I was surprised Beverly had felt my pain, my loss at something so precious to me, but she didn’t leave me with that assumption for long. “How are we going to get out of here now?”

Despite the callousness of it, it was a good question.

“We walk,” Harrison said, stepping out of the gate and around Old Boy’s smoking metal underbelly.

“Walk?” Beverly repeated, almost snarling. “Lone Ranger’s brilliant plan of escape ends here? Well, that’s just great. You do realize we are leaving a place with food and water and some security in exchange for the absolute unknown? Where we are completely exposed to God only knows how many Infected? Did you think of
that
?”

Doc sighed before declaring, “You’re free to go back, Beverly.” And under his breath he muttered, “Geez, just go back…”

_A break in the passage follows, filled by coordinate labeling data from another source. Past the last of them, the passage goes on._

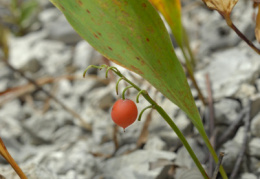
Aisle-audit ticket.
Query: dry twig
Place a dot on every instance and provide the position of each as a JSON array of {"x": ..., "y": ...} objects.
[{"x": 72, "y": 112}]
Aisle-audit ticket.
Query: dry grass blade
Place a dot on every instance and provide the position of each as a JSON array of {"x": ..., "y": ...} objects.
[{"x": 4, "y": 152}]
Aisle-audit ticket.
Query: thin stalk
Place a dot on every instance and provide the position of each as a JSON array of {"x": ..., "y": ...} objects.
[
  {"x": 187, "y": 45},
  {"x": 171, "y": 124},
  {"x": 183, "y": 140},
  {"x": 214, "y": 155}
]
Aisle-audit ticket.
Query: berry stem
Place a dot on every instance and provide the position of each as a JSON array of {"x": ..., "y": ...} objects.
[
  {"x": 123, "y": 93},
  {"x": 170, "y": 122}
]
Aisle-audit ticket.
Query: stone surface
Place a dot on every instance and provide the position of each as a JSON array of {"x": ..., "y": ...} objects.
[
  {"x": 226, "y": 75},
  {"x": 135, "y": 165},
  {"x": 226, "y": 111},
  {"x": 155, "y": 143},
  {"x": 254, "y": 147},
  {"x": 231, "y": 150},
  {"x": 183, "y": 158},
  {"x": 53, "y": 20},
  {"x": 255, "y": 126}
]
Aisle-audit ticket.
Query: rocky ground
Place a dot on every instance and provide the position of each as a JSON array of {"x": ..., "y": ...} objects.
[{"x": 48, "y": 141}]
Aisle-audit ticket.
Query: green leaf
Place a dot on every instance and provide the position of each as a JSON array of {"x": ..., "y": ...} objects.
[
  {"x": 171, "y": 10},
  {"x": 132, "y": 34}
]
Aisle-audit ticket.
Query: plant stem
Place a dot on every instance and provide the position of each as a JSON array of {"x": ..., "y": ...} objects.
[
  {"x": 183, "y": 140},
  {"x": 191, "y": 75},
  {"x": 187, "y": 45},
  {"x": 171, "y": 124}
]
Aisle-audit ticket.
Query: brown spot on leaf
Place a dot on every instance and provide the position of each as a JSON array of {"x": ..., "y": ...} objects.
[
  {"x": 136, "y": 70},
  {"x": 80, "y": 2},
  {"x": 61, "y": 6},
  {"x": 95, "y": 35}
]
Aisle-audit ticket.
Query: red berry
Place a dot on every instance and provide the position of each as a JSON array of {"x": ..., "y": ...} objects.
[{"x": 124, "y": 112}]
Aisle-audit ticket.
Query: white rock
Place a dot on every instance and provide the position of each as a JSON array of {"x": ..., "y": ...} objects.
[
  {"x": 102, "y": 97},
  {"x": 227, "y": 75},
  {"x": 21, "y": 56},
  {"x": 255, "y": 126},
  {"x": 31, "y": 171},
  {"x": 239, "y": 137},
  {"x": 231, "y": 150},
  {"x": 83, "y": 55},
  {"x": 226, "y": 111},
  {"x": 248, "y": 176},
  {"x": 254, "y": 147},
  {"x": 135, "y": 164},
  {"x": 52, "y": 21},
  {"x": 183, "y": 157}
]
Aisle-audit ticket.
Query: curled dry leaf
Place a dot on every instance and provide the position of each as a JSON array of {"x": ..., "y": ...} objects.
[
  {"x": 257, "y": 28},
  {"x": 224, "y": 7}
]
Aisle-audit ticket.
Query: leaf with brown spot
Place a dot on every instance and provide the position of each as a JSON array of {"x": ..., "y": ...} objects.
[
  {"x": 257, "y": 27},
  {"x": 125, "y": 27},
  {"x": 224, "y": 7}
]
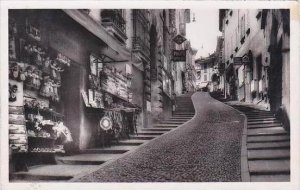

“Maybe I will,” she countered, tilting her nose into the air.

We were making our way through the cars which were jammed together just as they had been on the first day of the outbreak, or else we might have tried to take one of them. Despite this, I noticed Beverly feverishly ducking her head through a few of their windows in search of keys.

A shuffling behind me made me stop and look back to find Doc running directly into Beverly. He scoffed and attempted to get around her, but she was wedged between two car bumpers. All he could do is lift his shoulders in a shrug and shake his head in frustration.